Mondays, Commedia All’Italiana: Italian Comedy in the 60’s and 70’s: Seven Beauties (Lina Wertmüller, 1975, DCP), a mafia meets WWII concentration camp film.
Tuesdays, Dreams and Ashes: Essentials of Polish Cinema: The Hourglass Sanatorium (Wojciech Jerzy Has, 1973, DCP), an homage to writer Bruno Schulz and surreal blending of biography and fiction.
Wednesdays, Il Padrone: An Al Pacino Retrospective: Scarface (Brian De Palma, 1983, 35mm)
Thursdays, Growing Up: Coming of Age Around the World: George Washington (David Gordon Green, 2000, 35mm), a staggering debut film drifting through the lives of young men with an impressionist tone.
Thursdays, Down the Rabbit Hole: Mindfucks and Mysteries at the Movies: Synecdoche, New York (Charlie Kaufman, 2008, 35mm)
Also featured on Tuesday is a special Halloween screening of twisted fairy tale Pan’s Labyrinth (Guillermo del Toro, 2006, 35mm).

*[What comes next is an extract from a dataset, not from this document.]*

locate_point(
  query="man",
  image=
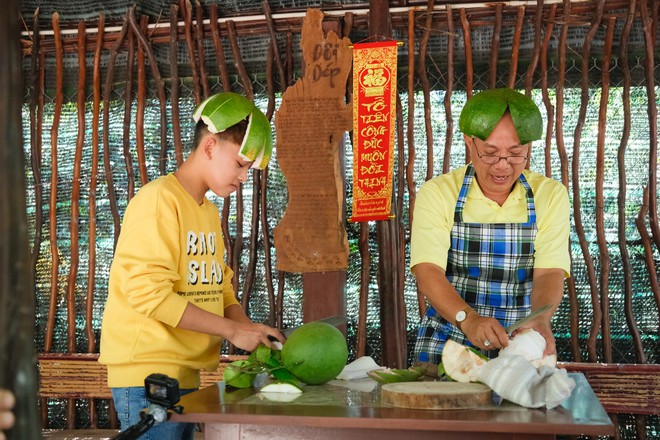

The Logan Theatre, 2646 N Milwaukee Ave
The Logan’s Horror Movie Madness! series ends with a bang with four more film screenings. First, a free Saturday matinee screening of It’s the Great Pumpkin, Charlie Brown (Bill Melendez, 1966, format unknown) will kick off the Halloween weekend for the whole family (four free tickets are available per family). On October 27-28, you can see silent classic Nosferatu (F.W. Murnau, 1922, format unknown) with live musical accompaniment by Chicago organist Jay Warren. October 27-31 with two screenings per night is Halloween (John Carpenter, 1978, format unknown), because of course. Finally, The Shining (Stanley Kubrick, 1980, format unknown) comes back for three more screenings October 29-31.